Anyway, that's all for day four, see you again tomorrow.

Friday, December 27, 2013

Holiday Hacking Bender - Day Three

Today was a lot more fun than yesterday.  I installed new sensors and software on my little red robot.  I read a definition for what a robot is the other day that I really liked more than any other definition I've ever heard.  The definition didn't have anything to do with technology or autonomy, it simply said that any machine with enough personality to be given it's own name is a robot.  I care for and watch over many small machines others might call robots, but only a select few have earned names.
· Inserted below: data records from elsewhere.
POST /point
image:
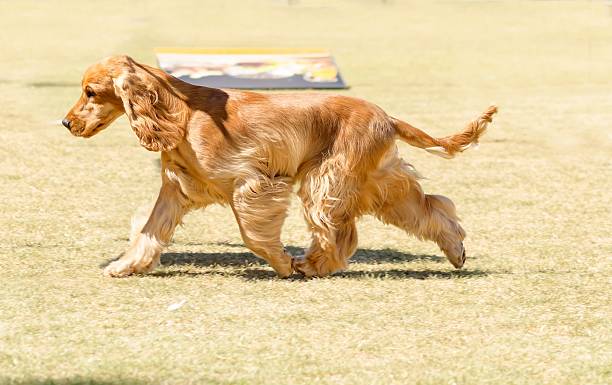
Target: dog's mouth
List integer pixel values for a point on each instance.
(87, 134)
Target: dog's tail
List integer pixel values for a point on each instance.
(448, 146)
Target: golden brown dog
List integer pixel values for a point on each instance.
(247, 150)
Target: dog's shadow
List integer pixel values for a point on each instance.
(251, 267)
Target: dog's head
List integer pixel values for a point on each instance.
(119, 85)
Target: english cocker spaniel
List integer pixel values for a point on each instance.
(247, 150)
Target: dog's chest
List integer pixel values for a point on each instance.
(200, 190)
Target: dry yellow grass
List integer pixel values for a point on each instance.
(531, 306)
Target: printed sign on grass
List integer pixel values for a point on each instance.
(252, 68)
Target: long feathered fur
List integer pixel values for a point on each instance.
(248, 150)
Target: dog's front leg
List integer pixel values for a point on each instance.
(143, 254)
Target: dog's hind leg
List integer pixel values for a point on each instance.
(395, 197)
(328, 199)
(143, 254)
(260, 205)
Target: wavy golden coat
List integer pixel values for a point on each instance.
(247, 150)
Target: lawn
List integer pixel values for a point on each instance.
(531, 306)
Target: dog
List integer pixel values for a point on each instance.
(247, 150)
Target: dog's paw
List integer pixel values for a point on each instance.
(303, 266)
(118, 269)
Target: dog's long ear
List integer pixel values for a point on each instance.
(157, 115)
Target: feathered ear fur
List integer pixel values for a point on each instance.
(157, 115)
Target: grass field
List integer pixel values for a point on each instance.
(531, 306)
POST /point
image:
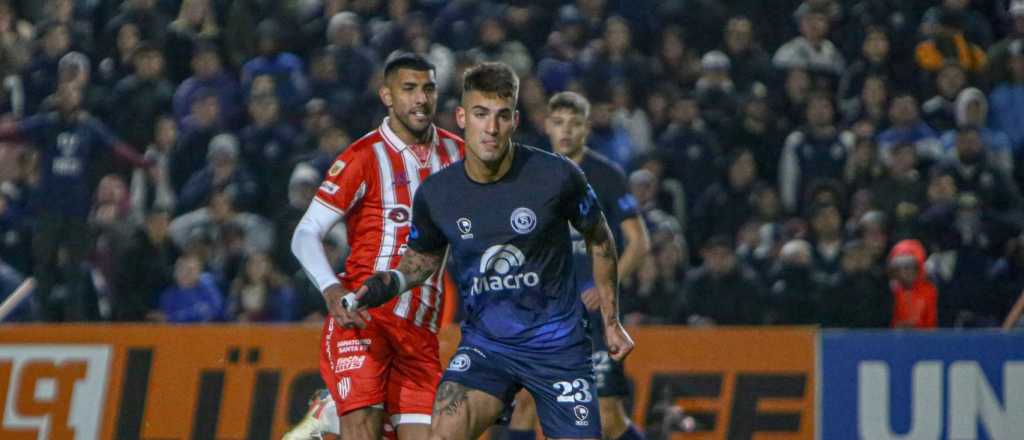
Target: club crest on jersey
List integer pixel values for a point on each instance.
(523, 220)
(460, 362)
(336, 168)
(398, 215)
(582, 413)
(466, 227)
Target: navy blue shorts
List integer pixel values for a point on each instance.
(562, 387)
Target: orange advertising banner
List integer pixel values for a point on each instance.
(252, 382)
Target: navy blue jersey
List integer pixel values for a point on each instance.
(511, 251)
(67, 148)
(608, 182)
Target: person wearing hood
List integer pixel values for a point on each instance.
(971, 110)
(914, 297)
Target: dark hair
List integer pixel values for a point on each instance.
(399, 59)
(492, 78)
(569, 100)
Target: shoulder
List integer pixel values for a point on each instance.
(597, 162)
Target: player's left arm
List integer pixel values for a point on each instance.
(584, 211)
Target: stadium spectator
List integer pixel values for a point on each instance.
(141, 97)
(750, 62)
(948, 44)
(1007, 98)
(818, 149)
(721, 292)
(940, 111)
(208, 75)
(40, 76)
(261, 294)
(914, 297)
(223, 172)
(907, 127)
(975, 173)
(972, 111)
(143, 269)
(857, 297)
(196, 26)
(194, 297)
(689, 150)
(811, 50)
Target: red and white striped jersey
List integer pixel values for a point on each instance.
(372, 184)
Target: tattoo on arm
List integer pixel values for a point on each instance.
(451, 398)
(417, 266)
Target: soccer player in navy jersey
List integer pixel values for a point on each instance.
(567, 126)
(503, 216)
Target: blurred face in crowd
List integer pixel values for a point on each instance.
(186, 271)
(738, 35)
(207, 63)
(56, 41)
(150, 63)
(566, 130)
(69, 98)
(798, 84)
(206, 111)
(875, 92)
(492, 33)
(411, 97)
(826, 222)
(720, 260)
(942, 188)
(820, 112)
(950, 81)
(903, 111)
(616, 35)
(742, 170)
(814, 26)
(128, 39)
(156, 225)
(488, 121)
(969, 145)
(264, 110)
(876, 46)
(903, 268)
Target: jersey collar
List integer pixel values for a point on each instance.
(392, 139)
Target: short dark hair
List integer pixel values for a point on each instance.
(492, 78)
(571, 101)
(400, 59)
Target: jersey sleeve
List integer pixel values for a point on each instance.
(580, 204)
(346, 182)
(424, 235)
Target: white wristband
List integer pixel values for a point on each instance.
(401, 280)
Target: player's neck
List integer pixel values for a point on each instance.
(481, 172)
(404, 135)
(578, 156)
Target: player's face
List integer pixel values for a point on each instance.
(567, 131)
(411, 97)
(488, 122)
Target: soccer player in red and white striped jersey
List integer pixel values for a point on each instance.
(391, 365)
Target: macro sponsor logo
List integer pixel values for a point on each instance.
(52, 391)
(500, 270)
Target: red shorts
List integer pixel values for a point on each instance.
(391, 362)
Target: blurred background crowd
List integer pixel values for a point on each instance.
(835, 163)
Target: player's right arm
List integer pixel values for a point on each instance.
(422, 258)
(340, 192)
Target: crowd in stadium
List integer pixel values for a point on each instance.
(819, 162)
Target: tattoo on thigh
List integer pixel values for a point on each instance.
(451, 397)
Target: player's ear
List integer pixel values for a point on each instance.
(385, 94)
(460, 117)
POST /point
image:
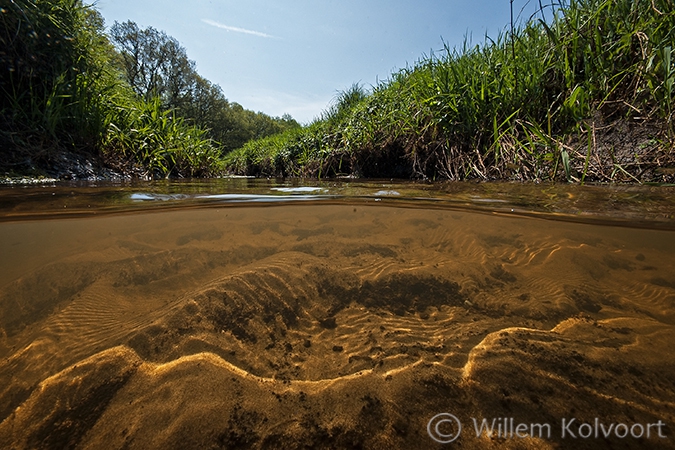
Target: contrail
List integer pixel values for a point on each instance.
(236, 29)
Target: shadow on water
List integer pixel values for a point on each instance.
(348, 315)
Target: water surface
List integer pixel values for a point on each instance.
(257, 314)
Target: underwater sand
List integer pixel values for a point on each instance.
(332, 326)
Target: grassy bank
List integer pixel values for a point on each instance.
(585, 97)
(67, 102)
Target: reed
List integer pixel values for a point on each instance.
(543, 102)
(62, 90)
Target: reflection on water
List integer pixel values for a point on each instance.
(337, 324)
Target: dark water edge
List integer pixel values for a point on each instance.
(628, 205)
(263, 314)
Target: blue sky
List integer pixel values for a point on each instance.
(293, 56)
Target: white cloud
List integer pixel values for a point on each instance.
(213, 23)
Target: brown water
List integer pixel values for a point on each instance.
(336, 316)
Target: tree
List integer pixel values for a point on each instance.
(155, 64)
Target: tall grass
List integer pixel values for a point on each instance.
(570, 99)
(62, 90)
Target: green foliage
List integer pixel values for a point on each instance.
(64, 86)
(156, 66)
(55, 77)
(480, 112)
(160, 142)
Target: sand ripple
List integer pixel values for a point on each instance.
(332, 326)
I bought this red magician chassis just to see what a fifteen dollar robot chassis would look like.  I'm kind of stuck on the red now, and I keep tinkering with the little guy trying to coax something really endearing out of him.  I made some progress today, and with the new sensors opened some new paths for him.  Maybe someday he'll earn a name.
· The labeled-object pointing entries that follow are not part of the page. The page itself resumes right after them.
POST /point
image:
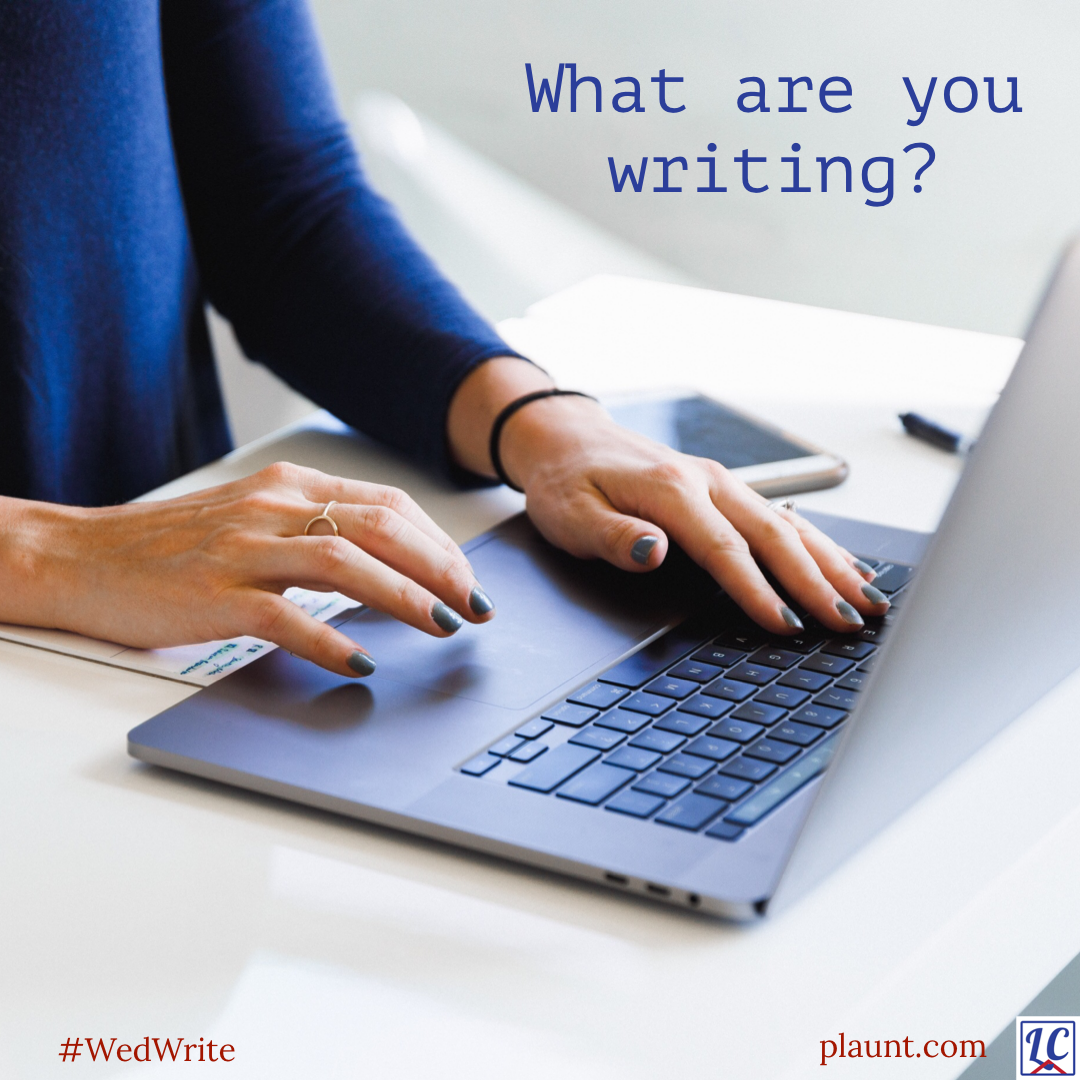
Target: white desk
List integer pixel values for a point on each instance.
(134, 902)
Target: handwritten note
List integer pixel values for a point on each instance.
(197, 664)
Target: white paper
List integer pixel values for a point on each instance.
(196, 664)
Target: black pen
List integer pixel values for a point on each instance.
(933, 433)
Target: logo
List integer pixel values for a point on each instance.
(1047, 1047)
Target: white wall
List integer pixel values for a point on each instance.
(972, 251)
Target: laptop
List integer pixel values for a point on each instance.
(637, 731)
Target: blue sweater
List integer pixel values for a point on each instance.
(153, 157)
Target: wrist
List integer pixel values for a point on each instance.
(31, 545)
(545, 432)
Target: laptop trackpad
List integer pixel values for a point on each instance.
(556, 617)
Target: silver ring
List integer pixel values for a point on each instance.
(324, 516)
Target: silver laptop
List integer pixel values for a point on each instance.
(638, 732)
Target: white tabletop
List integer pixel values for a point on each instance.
(134, 902)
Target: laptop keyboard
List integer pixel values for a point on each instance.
(704, 729)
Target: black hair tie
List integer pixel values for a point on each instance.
(508, 412)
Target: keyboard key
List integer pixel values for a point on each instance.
(619, 719)
(837, 698)
(801, 679)
(724, 787)
(892, 576)
(757, 713)
(743, 637)
(725, 831)
(662, 742)
(696, 671)
(774, 658)
(572, 716)
(665, 784)
(790, 781)
(853, 650)
(649, 703)
(806, 642)
(692, 720)
(744, 768)
(769, 750)
(596, 696)
(594, 784)
(691, 811)
(715, 750)
(504, 746)
(535, 728)
(729, 689)
(874, 631)
(485, 763)
(737, 730)
(758, 674)
(827, 664)
(527, 752)
(677, 688)
(719, 656)
(631, 757)
(792, 731)
(554, 767)
(819, 716)
(635, 804)
(684, 766)
(597, 738)
(853, 680)
(700, 705)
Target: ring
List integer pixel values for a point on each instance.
(324, 516)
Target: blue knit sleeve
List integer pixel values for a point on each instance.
(313, 269)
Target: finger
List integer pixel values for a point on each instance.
(322, 488)
(711, 540)
(778, 544)
(396, 542)
(595, 529)
(272, 618)
(334, 563)
(838, 566)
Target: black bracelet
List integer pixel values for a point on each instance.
(501, 419)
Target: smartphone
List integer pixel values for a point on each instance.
(771, 461)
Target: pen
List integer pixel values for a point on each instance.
(933, 433)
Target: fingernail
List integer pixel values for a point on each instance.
(848, 613)
(875, 595)
(643, 549)
(480, 602)
(361, 663)
(792, 619)
(445, 618)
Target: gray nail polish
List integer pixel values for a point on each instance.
(445, 618)
(480, 602)
(848, 613)
(643, 549)
(875, 595)
(361, 663)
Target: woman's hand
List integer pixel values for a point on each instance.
(214, 564)
(599, 490)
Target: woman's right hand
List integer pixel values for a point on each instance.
(214, 565)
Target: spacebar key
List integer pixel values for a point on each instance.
(788, 782)
(554, 767)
Thursday, December 26, 2013

Holiday Hacking Bender - Day 2

For today's project, I wanted to get up from my electronics desk, and get into the wood shop.  My wife has been asking for a jewelry box, so I decided to try to do it in a single day using a technique called a "band saw box".  This technique takes all the complex design and joinery out of building a box with drawers.  I drew my design free hand directly on the wood, then made all the cuts on my band saw, again free hand.
Even though it's a lot easier than flat panel construction, it's still wood working, and demands a certain precision.  I took some shortcuts here and there and paid for it later when I screwed up the bottom half of the box so badly I had to cut it off and throw it away.  Yes, the original design had four drawers.  I made the decision to take this drastic step about 5:00 pm this evening, and I was about ready to bag the whole project and call today a fail.  I'm glad I didn't give up, because even as it is the box brought a smile to my wife's face.  Although her first comment was "You do realize it's not big enough, right?"
Well, that's all for tonight.  Tomorrow I pick the soldering iron back up.
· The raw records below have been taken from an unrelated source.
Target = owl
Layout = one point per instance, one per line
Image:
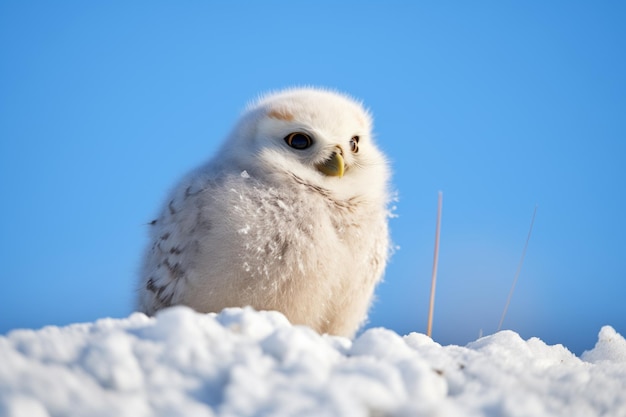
(291, 215)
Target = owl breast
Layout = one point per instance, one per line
(297, 250)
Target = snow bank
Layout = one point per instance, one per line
(246, 363)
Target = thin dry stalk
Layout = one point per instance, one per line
(519, 269)
(433, 283)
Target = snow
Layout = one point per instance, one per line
(246, 363)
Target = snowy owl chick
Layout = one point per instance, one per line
(290, 215)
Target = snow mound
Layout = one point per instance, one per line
(246, 363)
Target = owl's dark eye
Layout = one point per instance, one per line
(354, 144)
(298, 140)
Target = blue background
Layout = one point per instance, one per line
(500, 105)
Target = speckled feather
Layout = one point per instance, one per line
(261, 225)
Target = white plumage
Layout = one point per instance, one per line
(290, 215)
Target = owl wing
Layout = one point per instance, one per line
(174, 237)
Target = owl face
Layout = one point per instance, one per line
(320, 136)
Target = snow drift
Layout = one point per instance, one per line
(246, 363)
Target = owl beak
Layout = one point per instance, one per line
(333, 166)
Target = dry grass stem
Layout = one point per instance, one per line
(519, 269)
(433, 283)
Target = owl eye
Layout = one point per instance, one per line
(298, 140)
(354, 144)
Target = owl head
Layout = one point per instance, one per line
(320, 136)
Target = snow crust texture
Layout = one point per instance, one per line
(246, 363)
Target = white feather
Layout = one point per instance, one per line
(260, 225)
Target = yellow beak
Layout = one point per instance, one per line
(333, 166)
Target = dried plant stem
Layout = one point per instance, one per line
(433, 283)
(519, 269)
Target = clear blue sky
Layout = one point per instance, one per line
(500, 105)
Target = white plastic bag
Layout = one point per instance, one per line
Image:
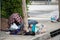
(13, 26)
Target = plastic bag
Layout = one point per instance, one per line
(13, 26)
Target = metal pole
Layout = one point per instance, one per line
(25, 15)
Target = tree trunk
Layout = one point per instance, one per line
(59, 12)
(25, 15)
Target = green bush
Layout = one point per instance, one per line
(11, 6)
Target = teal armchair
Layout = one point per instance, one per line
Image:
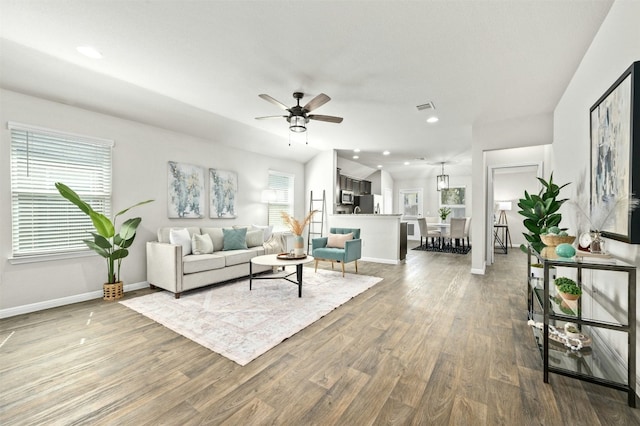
(329, 248)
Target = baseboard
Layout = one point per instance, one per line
(48, 304)
(478, 271)
(376, 260)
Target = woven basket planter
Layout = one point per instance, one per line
(112, 291)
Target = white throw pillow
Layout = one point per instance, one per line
(201, 244)
(338, 240)
(254, 238)
(181, 237)
(266, 229)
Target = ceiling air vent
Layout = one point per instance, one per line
(427, 106)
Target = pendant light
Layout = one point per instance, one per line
(442, 181)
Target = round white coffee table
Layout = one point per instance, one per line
(273, 261)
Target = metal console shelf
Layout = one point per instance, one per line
(589, 364)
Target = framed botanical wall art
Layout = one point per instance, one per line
(185, 191)
(411, 202)
(453, 196)
(615, 158)
(224, 188)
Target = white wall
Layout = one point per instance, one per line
(431, 202)
(513, 133)
(614, 48)
(140, 161)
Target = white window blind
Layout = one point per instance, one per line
(282, 184)
(43, 222)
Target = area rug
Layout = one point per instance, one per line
(241, 324)
(445, 249)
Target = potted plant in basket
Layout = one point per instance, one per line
(107, 242)
(541, 212)
(568, 288)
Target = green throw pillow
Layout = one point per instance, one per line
(234, 239)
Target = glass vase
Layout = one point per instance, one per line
(597, 244)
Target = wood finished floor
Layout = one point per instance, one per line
(429, 345)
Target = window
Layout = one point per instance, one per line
(282, 186)
(44, 223)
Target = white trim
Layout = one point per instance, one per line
(47, 304)
(19, 260)
(82, 138)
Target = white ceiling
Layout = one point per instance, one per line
(198, 67)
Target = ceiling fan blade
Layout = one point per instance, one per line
(317, 102)
(274, 101)
(272, 116)
(329, 118)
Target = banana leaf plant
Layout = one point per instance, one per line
(541, 212)
(107, 242)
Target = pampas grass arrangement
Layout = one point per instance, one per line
(297, 227)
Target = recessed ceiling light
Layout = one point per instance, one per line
(89, 51)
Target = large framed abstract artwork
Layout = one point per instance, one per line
(223, 186)
(185, 192)
(615, 158)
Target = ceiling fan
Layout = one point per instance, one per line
(299, 115)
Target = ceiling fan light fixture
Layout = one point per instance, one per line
(297, 124)
(442, 181)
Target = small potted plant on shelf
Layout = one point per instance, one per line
(537, 271)
(568, 288)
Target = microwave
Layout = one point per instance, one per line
(347, 197)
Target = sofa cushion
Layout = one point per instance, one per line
(181, 237)
(234, 239)
(236, 257)
(255, 238)
(204, 262)
(338, 240)
(163, 233)
(201, 244)
(216, 236)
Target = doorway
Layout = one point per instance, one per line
(506, 185)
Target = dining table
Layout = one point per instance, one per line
(444, 227)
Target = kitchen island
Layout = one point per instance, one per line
(384, 236)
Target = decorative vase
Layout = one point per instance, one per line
(597, 244)
(298, 245)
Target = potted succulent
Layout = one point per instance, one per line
(541, 212)
(107, 241)
(568, 288)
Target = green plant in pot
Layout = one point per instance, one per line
(108, 242)
(568, 288)
(443, 212)
(541, 212)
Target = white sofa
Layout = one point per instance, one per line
(168, 269)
Wednesday, December 25, 2013

Holiday Hacking Bender - Day 1

Day one is almost over.  I got the last bit of code uploaded to the Arduino about 1/2 an hour ago, and now I'm documenting things a little bit.  Last year at this time I put together a simple Cheerlights nightlight, but it depended upon a PC, and ran mostly in Python.  A couple of months ago I purchased an ethernet shield, but never really did anything with it until today.  This afternoon I built up a dead simple low side BJT driver for a one meter non-addressable led strip, soldered some female headers into my ethernet shield so I could bread board with it, and mashed up the Arduino Ethernet Library Client example with my year old Cheerlights Python into ugly but working code.  Before the Bender is over I'll be building a fixture for the led strip and installing it outside as my house light.

Tuesday, December 24, 2013

Down with the funk

Since about the middle of the year I've been in a real maker slump.  It started with my day job really sucking the life out of me for a couple of months.  Now I'm struggling with a seasonally affected depressive episode.  I know making helps, but until recently I've lacked the energy and/or inspiration to get moving.

Well folks, today is my last day of work until January 6th 2014.  That gives me 12 days off in a row, with no plans to do nothing.  This post is my stake in the sand.  I will make, beginning to end, something new every one of those 12 days, and post about them as they are done.

I don't have a lot of ideas yet, so if you have a suggestion, please leave me a comment.  I think tomorrow I'll start by building a cheerlights display with the led string I recently got, an arduino, and a network shield.

Until tomorrow then - happy holidays.